Jordan sentì la tensione salire in lei, non era più sicura di nulla, come se
Sarah parlando avesse infranto l’incantesimo. Aprì la bocca per parlare ma
Sarah le pose delicatamente un dito sulle labbra. Poi la guardò accarezzandole
una guancia,
“Non
succederà niente che non desideriamo entrambe”. Camminò all’indietro
allontanandosi da lei, ma senza perdere il contatto visivo, poi lentamente si
sfilò la giacchetta dell’uniforme, poi slacciò la cintura. Jordan la guardava
rapita, come una falena davanti al fuoco, come un serpente davanti al suo
incantatore. Nello spazio di un battito di ciglia Sarah era nuda davanti a lei,
il cuore rombava nel petto di Jordan, incapace di muoversi, incapace di fare
alcunché. Poi Sarah le sorrise e aprì l’acqua della doccia. Il fragoroso rumore
la risvegliò. Jordan mosse un passo poi un atro, prima che potesse rendersene
conto era sotto la doccia e la baciava. Fu come toccare il fuoco, il suo corpo
s’infiammò e così i suoi sensi. Perse ogni inibizione, solo il corpo di Sarah e
il suo contavano. Si liberò dell’uniforme cachi e gemette quando i loro corpi
furono finalmente uno contro l’altro.

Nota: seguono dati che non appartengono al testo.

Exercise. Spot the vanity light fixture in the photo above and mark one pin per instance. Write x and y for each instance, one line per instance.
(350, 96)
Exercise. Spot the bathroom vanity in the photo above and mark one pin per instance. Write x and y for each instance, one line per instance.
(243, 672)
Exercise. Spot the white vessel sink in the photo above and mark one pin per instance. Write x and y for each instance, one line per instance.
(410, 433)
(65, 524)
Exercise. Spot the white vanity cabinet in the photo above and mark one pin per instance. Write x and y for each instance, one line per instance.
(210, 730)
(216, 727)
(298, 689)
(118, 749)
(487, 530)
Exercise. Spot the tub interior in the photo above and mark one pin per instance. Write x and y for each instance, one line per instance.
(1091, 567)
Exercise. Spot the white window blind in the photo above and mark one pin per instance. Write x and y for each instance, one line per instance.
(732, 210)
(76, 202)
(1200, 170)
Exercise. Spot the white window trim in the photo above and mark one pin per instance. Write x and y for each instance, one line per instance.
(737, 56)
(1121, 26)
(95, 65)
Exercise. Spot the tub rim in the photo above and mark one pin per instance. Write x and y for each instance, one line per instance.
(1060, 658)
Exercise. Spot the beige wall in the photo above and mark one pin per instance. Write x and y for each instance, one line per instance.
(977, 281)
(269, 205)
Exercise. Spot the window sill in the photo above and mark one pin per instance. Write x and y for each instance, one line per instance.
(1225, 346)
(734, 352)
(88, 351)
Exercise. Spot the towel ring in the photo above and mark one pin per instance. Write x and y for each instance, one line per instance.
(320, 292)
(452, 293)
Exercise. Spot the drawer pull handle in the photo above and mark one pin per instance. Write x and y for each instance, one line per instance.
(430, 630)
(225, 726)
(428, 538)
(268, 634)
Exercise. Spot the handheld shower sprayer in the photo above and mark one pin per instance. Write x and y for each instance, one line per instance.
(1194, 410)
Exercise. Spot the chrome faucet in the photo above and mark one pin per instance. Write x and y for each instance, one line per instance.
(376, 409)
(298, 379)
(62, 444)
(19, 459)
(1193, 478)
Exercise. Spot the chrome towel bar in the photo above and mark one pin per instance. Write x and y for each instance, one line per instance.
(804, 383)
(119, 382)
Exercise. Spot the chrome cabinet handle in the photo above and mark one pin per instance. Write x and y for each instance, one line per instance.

Le loro bocche si divoravano mentre le
loro mani esploravano con frenesia l’altra ancora sconosciuta.
Il
tempo passò senza che neppure se ne accorgessero e quando Sarah fu dentro di
lei nulla ebbe più senso se non il piacere.
Sarah
giocherellava con le gocce d’acqua sulla sua pelle, un sorriso appagato sulle
labbra. Jordan era stesa accanto a lei sul freddo pavimento che le aveva
accolte nella loro passione e la guardava, ancora frastornata dal piacere
provato, il cuore e la respirazione solo da poco le erano tornati normali.
“Come
ti senti?” Le chiese Sarah e rise dolcemente nel vederla arrossire, “Adoro
vederti arrossire, sei ancora più bella”, il commento la fece arrossire ancora
di più, ma Sarah aspettava una risposta e lei cercò di ascoltarsi, oltre al
senso di piacere che aveva provato, cosa c’era, come si sentiva? Come si
sarebbe sentita quando quell’appagamento si sarebbe dissipato?
Si
sentiva bene ma… una domanda la tormentava. Forse era troppo presto ma…
“Cosa
provi per me?” Le chiese tutto in un fiato, il suo cuore batteva di nuovo
velocemente, Sarah la guardò a lungo, sembrava stupita dalla domanda e al contempo
contenta che fosse stata posta,
“Jordan…”
Sorrise, poi le catturò le labbra in un bacio, gli occhi chiusi, le mani
stretta nelle sue, “Io ti amo” Mormorò poi, soffiando le parole sulle sue
labbra, lasciandola fremente come prima, ma non per il piacere fisico, questa
volta era stata scossa la sua anima. L’amava, amava lei!
Aprì
gli occhi e sorrise lasciandosi avvolgere da quel calore dentro lei che sapeva
non sarebbe stato spento da nessuno.
“Ti
amo” Disse a sua volta facendo sorridere Sarah, i suoi occhi che si
illuminavano di una luce nuova e brillante. Poi si baciarono e fecero ancora
l’amore, perdendosi una nell’altra.
“Siete
sparite ieri sera” Sten le guardò e sorrise nel vedere Jordan arrossire, Sarah
invece si strinse nelle spalle, sorrise a Jordan e risalì rapida lungo il
fianco di Bobby. “Bene bene…” Sten fu interrotto dall’arrivo del comandante
Ramirez.
“Lo
voglio come nuovo, datevi da fare insieme ai meccanici, ne ho chiesti tre e me
ne hanno dati quattro e questa la dice lunga sul nostro stato di eroi!” L’uomo
sorrise loro tutto felice per poi mettersi a girare attorno al carro armato
facendo l’inventario di tutto quello che c’era da cambiare.
I
quattro meccanici arrivarono poco dopo nel grande hangar e si misero a lavorare
su Bobby, staccando le grandi piastre danneggiate e sostituendole con altre.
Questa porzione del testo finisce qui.